Cyclodeaminase domain Edit Wikipedia article

FTCD_C
PDB 1o5h EBI.jpg
crystal structure of formiminotetrahydrofolate cyclodeaminase (tm1560) from thermotoga maritima at 2.80 a resolution
Identifiers
Symbol FTCD_C
Pfam PF04961
InterPro IPR007044
SCOP 1o5h
SUPERFAMILY 1o5h

In molecular biology, enzymes containing the cyclodeaminase domain function in channeling one-carbon units to the folate pool. In most cases, this domain acts as a formimidoyltetrahydrofolate cyclodeaminase, which catalyses the cyclisation of formimidoyltetrahydrofolate to methenyltetrahydrofolate as shown in reaction (1). In the methylotrophic bacterium Methylobacterium extorquens, however, it acts as a methenyltetrahydrofolate cyclohydrolase, which catalyses the interconversion of formyltetrahydrofolate and methylenetetrahydrofolate, as shown in reaction (2).[1]

(1) 5-formimidoyltetrahydrofolate = 5,10-methenyltetrahydrofolate + NH(3)

(2) 10- formyltetrahydrofolate = 5,10-methenyltetrahydrofolate + H(2)O

In prokaryotes, this domain mostly occurs on its own, while in eukaryotes it is fused to a glutamate formiminotransferase domain (which catalyses the previous step in the pathway) to form the bifunctional enzyme formiminotransferase cyclodeaminase.[2] The eukaryotic enzyme is a circular tetramer of homodimers, while the prokaryotic enzyme is a dimer.[1][3][4]

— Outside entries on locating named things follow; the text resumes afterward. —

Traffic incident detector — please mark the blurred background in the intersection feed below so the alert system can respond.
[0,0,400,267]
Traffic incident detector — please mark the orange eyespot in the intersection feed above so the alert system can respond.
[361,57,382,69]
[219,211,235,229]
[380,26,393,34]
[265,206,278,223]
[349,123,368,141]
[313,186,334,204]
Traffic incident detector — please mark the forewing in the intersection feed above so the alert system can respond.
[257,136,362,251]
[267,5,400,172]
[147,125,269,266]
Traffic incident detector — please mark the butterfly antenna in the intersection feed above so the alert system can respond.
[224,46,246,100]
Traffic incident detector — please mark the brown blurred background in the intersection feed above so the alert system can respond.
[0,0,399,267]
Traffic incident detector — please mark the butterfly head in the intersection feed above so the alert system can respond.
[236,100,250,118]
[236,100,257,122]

The crystal structure of the cyclodeaminase enzyme from Thermaotogoa maritima has been studied.[4] It is a homodimer, where each monomer is composed of six alpha helices arranged in an up and down helical bundle, forming a novel fold. The location of the active site is not known, but sequence alignments revealed two clusters of conserved residues located in a deep pocket within the dimmer interface. This pocket was large enough to accommodate the reaction product and it was postulated that this is the active site.

References

  1. ^ a b Pomper BK, Vorholt JA, Chistoserdova L, Lidstrom ME, Thauer RK (April 1999). "A methenyl tetrahydromethanopterin cyclohydrolase and a methenyl tetrahydrofolate cyclohydrolase in Methylobacterium extorquens AM1". Eur. J. Biochem. 261 (2): 475–80. doi:10.1046/j.1432-1327.1999.00291.x. PMID 10215859. 
  2. ^ Murley LL, MacKenzie RE (August 1995). "The two monofunctional domains of octameric formiminotransferase-cyclodeaminase exist as dimers". Biochemistry. 34 (33): 10358–64. doi:10.1021/bi00033a006. PMID 7654689. 
  3. ^ MacKenzie RE, Aldridge M, Paquin J (October 1980). "The bifunctional enzyme formiminotransferase-cyclodeaminase is a tetramer of dimers". J. Biol. Chem. 255 (19): 9474–8. PMID 7410436. 
  4. ^ a b Xu Q, Schwarzenbacher R, McMullan D, Abdubek P, Ambing E, Biorac T, Canaves JM, Chiu HJ, Dai X, Deacon AM, DiDonato M, Elsliger MA, Godzik A, Grittini C, Grzechnik SK, Hampton E, Hornsby M, Jaroszewski L, Klock HE, Koesema E, Kreusch A, Kuhn P, Lesley SA, Levin I, Miller MD, Morse A, Moy K, Ouyang J, Page R, Quijano K, Reyes R, Robb A, Sims E, Spraggon G, Stevens RC, van den Bedem H, Velasquez J, Vincent J, von Delft F, Wang X, West B, White A, Wolf G, Zagnitko O, Hodgson KO, Wooley J, Wilson IA (March 2005). "Crystal structure of a formiminotetrahydrofolate cyclodeaminase (TM1560) from Thermotoga maritima at 2.80 A resolution reveals a new fold". Proteins. 58 (4): 976–81. doi:10.1002/prot.20364. PMID 15651027. 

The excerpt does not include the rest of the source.